私でこの状態なんだから、(特に名は伏すが)某氏や某氏などでは中に入ることさえ難しいかも。
身延線に乗り、富士から甲府経由で帰宅。
正直、ここ2年のにわか〈鉄〉なので、長いばかりで、たいして楽しくなかった・・・。

4月15日
千葉へ。まずは千葉市美術館で開催中の「蕭白ショック!」。同館で98年に開催された蕭白展には行ったのだが、そののちの京都の蕭白展には行っていないので、久々にまとまった蕭白鑑賞だ。
今回の目玉は旧永島家の襖絵全44点が修復後公開という点であろう。また蕭白が影響を受けた画家、さらには同時代の若冲、大雅、応挙などの画家の作品も並ぶ。
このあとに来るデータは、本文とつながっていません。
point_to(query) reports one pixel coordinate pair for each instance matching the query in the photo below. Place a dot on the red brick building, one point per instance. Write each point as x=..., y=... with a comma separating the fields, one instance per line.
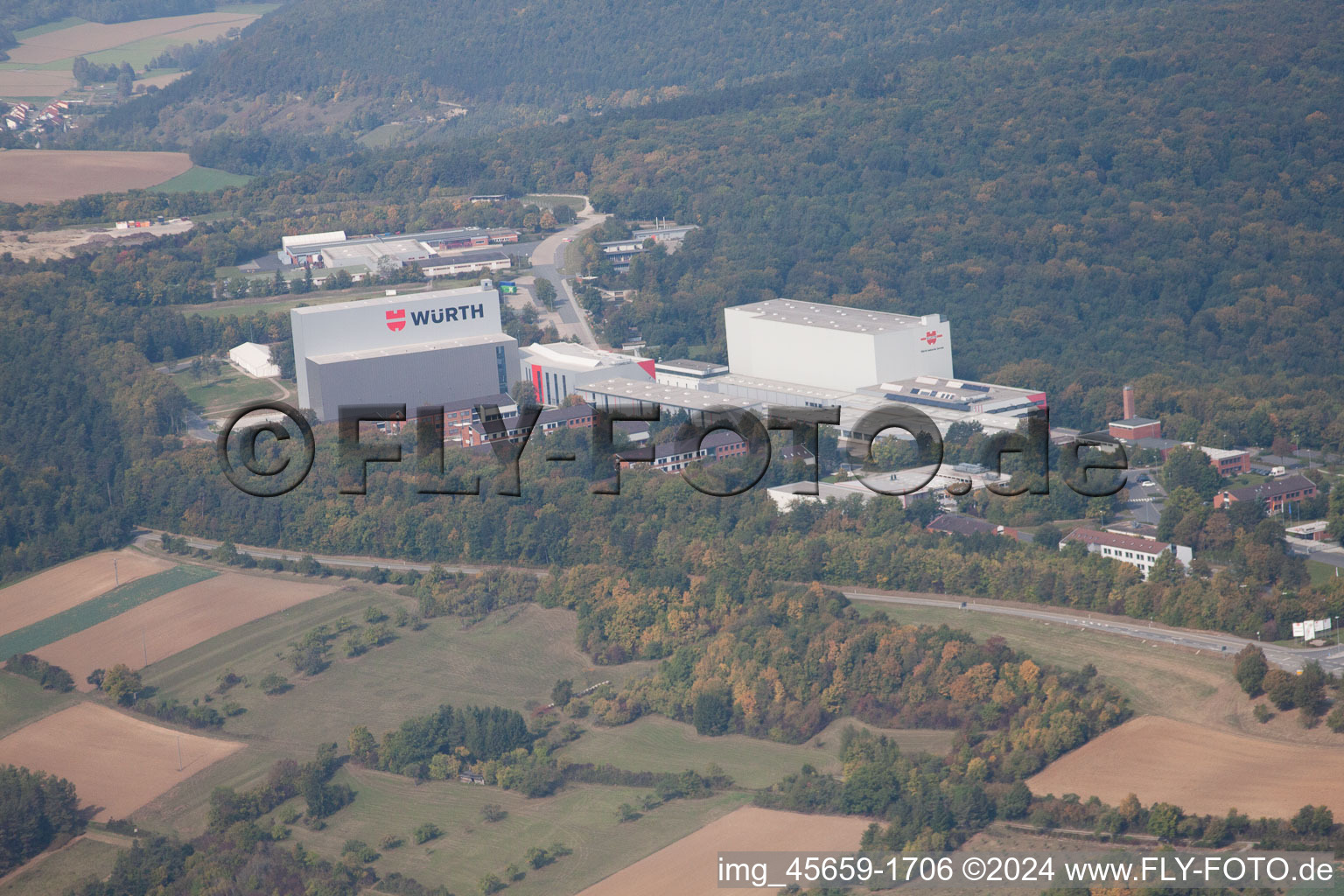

襖絵以外は98年の展覧会で観た作品ばかり(らしい。というのも図録で確認しないと、もはや忘れているから)。
したがって、今回図録購入は見送ってしまった。ほぼ全点近く入れ替えがあるので、おそらくもう一度足を運ぶことになりそうだ。
同館の次回企画は英泉!

続いて佐倉へ。国立歴史民俗博物館「洛中洛外図屏風と風俗画」を観るため。
同館所蔵の洛中洛外図6点が一堂に並ぶだけでもありがたい。残念ながら国宝上杉本や舟木本は複製および写真。
同日まで岡山県の林原美術館で開催されていた「洛中洛外図屏風に描かれた世界」に上杉本、舟木本が出品されていたそうだ。
う〜ん、両方の展覧会を観ておきたかった。岡山のは昨年群馬で開催したあとの巡回だというではないか。
みんぱくのこの企画、「都市を描く−京都と江戸−」という企画の第1部。当然第2部江戸があるのだが、こちらは立川市の国文学研究資料館で開催。
これも両方観に行くのは相当大変だと思う。
図録は両会場の内容を収載しており、良い本である。2000円。もちろん購入。
国立歴史民俗博物館は2001年の「異界万華鏡」以来なので11年ぶり。
前回、ここで買った図録、高知県立歴史民俗資料館発行の「いざなぎ流の宇宙」は、資料としても素晴らしい本で、心底買ってよかったと思わせるものであったのだが、
今回も素晴らしい図録を発見。高知県立歴史民俗資料館「鬼 展示解説資料集」。これまた資料性の高い、代え難い本。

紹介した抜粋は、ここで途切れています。